How can we embrace eustress and use it effectively for exams?

  1. Use stress-related energy to set specific, manageable study goals. EG Break tasks into small, achievable steps to prevent the feeling of being overwhelmed.
  2. Frame exam stress as an opportunity for students to demonstrate what they can do as opposed to what they cannot do. After all, every exam entry is an opportunity to gain more marks.

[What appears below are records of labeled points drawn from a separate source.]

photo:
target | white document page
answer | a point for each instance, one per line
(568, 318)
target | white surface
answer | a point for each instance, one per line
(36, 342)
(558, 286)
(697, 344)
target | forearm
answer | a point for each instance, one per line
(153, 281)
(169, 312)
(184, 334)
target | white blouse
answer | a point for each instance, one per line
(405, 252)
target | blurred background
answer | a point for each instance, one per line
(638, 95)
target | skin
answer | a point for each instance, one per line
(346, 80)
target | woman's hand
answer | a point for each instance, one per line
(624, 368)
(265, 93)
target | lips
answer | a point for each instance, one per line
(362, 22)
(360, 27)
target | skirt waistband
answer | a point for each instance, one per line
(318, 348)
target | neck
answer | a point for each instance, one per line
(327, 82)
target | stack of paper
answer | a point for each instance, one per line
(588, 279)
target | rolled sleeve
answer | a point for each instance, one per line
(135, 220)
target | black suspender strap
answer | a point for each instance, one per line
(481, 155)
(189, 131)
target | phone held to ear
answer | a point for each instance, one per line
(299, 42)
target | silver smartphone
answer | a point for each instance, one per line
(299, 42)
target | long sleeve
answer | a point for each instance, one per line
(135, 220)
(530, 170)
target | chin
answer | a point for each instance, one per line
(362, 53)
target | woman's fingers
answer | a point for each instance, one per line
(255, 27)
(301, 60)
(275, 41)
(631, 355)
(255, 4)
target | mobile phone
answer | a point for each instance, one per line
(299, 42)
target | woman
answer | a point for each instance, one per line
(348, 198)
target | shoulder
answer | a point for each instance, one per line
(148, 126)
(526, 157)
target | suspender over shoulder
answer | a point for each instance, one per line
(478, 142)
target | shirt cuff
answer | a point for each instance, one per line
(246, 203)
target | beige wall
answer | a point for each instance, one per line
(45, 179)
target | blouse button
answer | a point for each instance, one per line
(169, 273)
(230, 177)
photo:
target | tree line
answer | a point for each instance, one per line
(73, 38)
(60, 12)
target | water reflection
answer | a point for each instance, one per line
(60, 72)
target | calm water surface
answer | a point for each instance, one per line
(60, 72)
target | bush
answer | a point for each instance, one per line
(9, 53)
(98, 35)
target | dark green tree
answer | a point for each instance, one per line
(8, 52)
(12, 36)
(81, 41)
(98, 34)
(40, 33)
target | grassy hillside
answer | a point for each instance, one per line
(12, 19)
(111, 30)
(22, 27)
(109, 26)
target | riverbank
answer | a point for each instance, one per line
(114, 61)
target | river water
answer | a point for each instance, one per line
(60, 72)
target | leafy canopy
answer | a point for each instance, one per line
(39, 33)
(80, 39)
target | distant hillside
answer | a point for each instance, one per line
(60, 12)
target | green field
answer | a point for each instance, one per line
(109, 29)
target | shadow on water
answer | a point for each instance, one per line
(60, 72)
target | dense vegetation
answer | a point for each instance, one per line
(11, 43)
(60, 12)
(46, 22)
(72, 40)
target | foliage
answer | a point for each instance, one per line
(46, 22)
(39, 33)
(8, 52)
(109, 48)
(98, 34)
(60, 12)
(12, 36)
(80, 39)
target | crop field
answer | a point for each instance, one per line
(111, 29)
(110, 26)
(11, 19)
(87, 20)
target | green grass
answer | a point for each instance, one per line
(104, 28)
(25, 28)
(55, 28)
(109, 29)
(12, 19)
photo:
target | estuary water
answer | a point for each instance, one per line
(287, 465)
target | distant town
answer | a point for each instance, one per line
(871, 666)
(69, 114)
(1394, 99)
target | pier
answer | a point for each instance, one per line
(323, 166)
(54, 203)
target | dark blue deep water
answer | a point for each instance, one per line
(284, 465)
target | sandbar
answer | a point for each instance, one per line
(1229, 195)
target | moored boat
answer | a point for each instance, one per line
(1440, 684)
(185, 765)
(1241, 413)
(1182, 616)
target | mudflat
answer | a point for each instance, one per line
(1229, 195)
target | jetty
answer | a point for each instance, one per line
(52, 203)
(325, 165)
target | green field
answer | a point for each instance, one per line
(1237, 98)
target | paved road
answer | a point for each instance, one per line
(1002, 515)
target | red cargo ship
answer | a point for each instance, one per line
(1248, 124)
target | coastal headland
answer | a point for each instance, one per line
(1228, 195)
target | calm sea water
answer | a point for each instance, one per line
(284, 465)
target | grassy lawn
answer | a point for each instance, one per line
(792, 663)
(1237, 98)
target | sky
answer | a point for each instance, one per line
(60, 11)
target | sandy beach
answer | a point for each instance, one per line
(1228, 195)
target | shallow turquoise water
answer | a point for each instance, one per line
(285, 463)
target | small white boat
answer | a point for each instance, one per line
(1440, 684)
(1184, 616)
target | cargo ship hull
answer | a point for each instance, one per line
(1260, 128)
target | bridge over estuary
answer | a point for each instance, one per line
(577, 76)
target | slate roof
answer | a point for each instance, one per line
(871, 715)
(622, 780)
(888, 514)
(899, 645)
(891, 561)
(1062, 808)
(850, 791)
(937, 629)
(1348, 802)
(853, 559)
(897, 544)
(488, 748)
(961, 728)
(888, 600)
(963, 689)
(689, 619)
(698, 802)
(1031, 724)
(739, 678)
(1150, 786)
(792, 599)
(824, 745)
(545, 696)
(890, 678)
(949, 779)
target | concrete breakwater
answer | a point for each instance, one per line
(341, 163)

Instead of saying “I’m so nervous” or “I’m panicking”, positive stress language might include “I want to see how well I can do”. Positive self-talk also includes statements such as “I have managed challenges before, and I can handle this too” and “Stress is helping me stay focused”.
  3. Practice eustress management such as deep breathing exercises e.g., inhale deeply for up to 4 seconds, hold for 4 and exhale for six seconds. This is especially helpful when some of the physiological symptoms of stress become apparent. 
  4. Use stress as a signal to adjust the approach to exams. If a student feels overwhelmed, use this as feedback and explore how they are managing time, whether there is balance in their weekly activities and if any additional support is needed. 

In our next blog, we examine three Wellbeing strategies for feeling happy, healthy and connected.But, for now, it is important to remember that we should not throw the baby out with the bathwater when it comes to stress.

Stress is a natural part of academic life, and it doesn’t have to be the enemy. By understanding the benefits of positive stress, adopting a positive stress mindset, and using practical strategies, students can turn exam-related stress into a tool for success. Stress is part of the human journey of growth.